/ 5 August 2005

Halls of shame to home of hope

Sarah Simatlane came to Johannesburg in 1978, from Kimberley, hoping for a better life. Instead, she was instantly arrested for violating the Group Areas Act and sent to the notorious Number Four prison in Braamfontein.

Simatlane still shivers every time she steps into the jail, even though she thought she had laid her ghosts to rest. ”When I went into that prison I was a naive young girl; I knew nothing,” she says. ”When I arrived at the jail, I was strip-searched. I had to open my legs while the wardens poked around in my vagina and ass.”

Today, Number Four, otherwise known as the Women’s Jail, forms part of the Prison Exhibitions and Tours on Constitution Hill. It is also the new home of the Commission on Gender Equality (CGE).

This week, old prisoners gathered at the prison to celebrate the launch of the commission’s offices and the Women’s Jail museum exhibition.

Built in 1910, the Women’s Jail was in use until 1983, and most inmates were short-term prisoners with sentences of less than three months. It gained its reputation through the detention of activists such as Albertina Sisulu and Fatima Meer, who protested against apartheid.

Joyce Seroke, chairperson of the gender commission and a former inmate of the jail, now works within the very walls where she was once imprisoned. Working in the jail, she says, represents the triumph of the nation over a system that ”once denied people their humanity and dignity”.

”It is ironic that every day, since the CGE moved to Constitution Hill, I walk through the same entrance I walked through on that fateful day in 1976,” she says. ”I proceed past the garden into the same atrium where I was stripped of my name and identity and given a number.”

For Simatlane it was the jail experience that gave her a political conscience. ”I learnt too much in that jail,” she laughs. Simatlane was in prison from 1978 to 1980, an unusually long time for someone who had merely defied the Group Areas Act. ”That is because no one knew I was in prison. I never stood trial, I was just detained — and my family back in Kimberley had no idea what had happened to me.”
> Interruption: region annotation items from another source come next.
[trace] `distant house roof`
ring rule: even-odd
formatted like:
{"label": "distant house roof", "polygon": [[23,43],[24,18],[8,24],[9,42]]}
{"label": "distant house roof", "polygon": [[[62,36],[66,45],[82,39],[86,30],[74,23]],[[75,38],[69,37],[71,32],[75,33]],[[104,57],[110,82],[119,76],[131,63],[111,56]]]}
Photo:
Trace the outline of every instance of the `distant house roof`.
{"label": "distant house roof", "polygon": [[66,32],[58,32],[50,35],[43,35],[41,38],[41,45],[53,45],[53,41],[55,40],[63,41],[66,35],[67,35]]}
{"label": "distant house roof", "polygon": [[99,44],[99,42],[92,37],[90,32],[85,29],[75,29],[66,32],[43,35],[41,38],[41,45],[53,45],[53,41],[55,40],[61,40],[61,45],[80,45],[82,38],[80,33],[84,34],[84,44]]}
Unlike Simatlane, Deborah Matshoba was first arrested for leading the Soweto protests and held for six weeks before being re-detained under the Terrorism Act. After being moved from Pietermaritzburg to Middelburg, she ended up at Number Four.

For Matshoba, the hardships of jail did not even come close to the fear she felt for her family. ”I was scared for my sibling and family, of what the police would do to them,” she remembers. ”I kept imagining what the police would do to my children, because I would not cooperate.”

After facing dire conditions in the other prisons, she arrived at Number Four underfed and with her hair falling out. But, at the women’s prison, Matshoba finally found a camaraderie that helped her out of the abyss she had fallen into emotionally.

”I remember [fellow prisoner] Jubie [Mayet] making an egg mixture and rubbing it on my hair. I drew courage once more when I got to Number Four.”